Directv-11 just got launched into space 9 days ago.
The VERY EARLIEST you will see ANY channels from that bird is May.


----------



## bobnewhouse (Jan 12, 2007)

I was just poking around the HBO web site and for the first time I noticed that they have all but the Latin channels listed as available in HD. That wasn't the case a few days ago.

http://www.hbo.com/corpinfo/faq/hbohdfaq.shtml


----------



## Bsquared (Sep 13, 2007)

HBO now offers HBO2 HD, HBO Comedy HD, HBO Family HD and HBO Zone HD. 

Not sure when or if Directv may carry these, however.


----------



## Jim5506 (Jun 7, 2004)

HMMM...


----------



## QuickDrop (Jul 21, 2007)

Bsquared said:


> HBO now offers HBO2 HD, HBO Comedy HD, HBO Family HD and HBO Zone HD.
> 
> Not sure when or if Directv may carry these, however.


I believe it's when not if. Last year when HBO first announced all their channels would go HD, DirecTV also made an announcement about adding a certain number of them. (My guess would be those whose SD channels they currently carry, so no HBO Comedy HD, though who knows.) Personally, I don't see why they wouldn't add them once D11 is sending signals (assuming bandwidth is currently the issue and the channels mentioned are not "phantom" channels.) Their addition could only attract more HBO subscribers, which means more money for DirecTV.


----------



## paulman182 (Aug 4, 2006)

QuickDrop said:


> I believe it's when not if. Last year when HBO first announced all their channels would go HD, DirecTV also made an announcement about adding a certain number of them. (My guess would be those whose SD channels they currently carry, so no HBO Comedy HD, though who knows.) Personally, I don't see why they wouldn't add them once D11 is sending signals (assuming bandwidth is currently the issue and the channels mentioned are not "phantom" channels.) Their addition could only attract more HBO subscribers, which means more money for DirecTV.


As I recall, that is correct.
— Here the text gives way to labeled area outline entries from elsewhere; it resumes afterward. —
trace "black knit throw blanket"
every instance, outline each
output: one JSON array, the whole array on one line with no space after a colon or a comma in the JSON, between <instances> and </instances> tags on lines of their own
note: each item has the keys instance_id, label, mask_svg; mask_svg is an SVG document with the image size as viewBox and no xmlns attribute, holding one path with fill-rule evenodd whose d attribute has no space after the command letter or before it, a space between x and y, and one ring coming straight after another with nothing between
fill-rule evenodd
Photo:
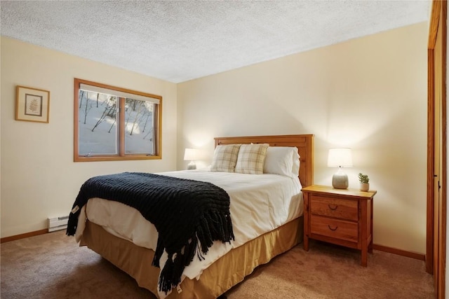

The announcement was that DirecTV will carry the HD versions of the channels it carries in SD.

However, judging by the fact that they are now carrying a Starz HD channel or two that they do not carry in SD, maybe they'll add all the HD. That'd be nice...


----------



## ARKDTVfan (May 19, 2003)

I want the Encore channels in HD over HBO   

of course the Enchore people would have to start broadcasting them in HD
but I'd get both if all the channels were HD


----------



## pdxsam (Jun 20, 2004)

What's the deal with HBO Comedy? Why doesn't DirecTv carry the whole suite?


----------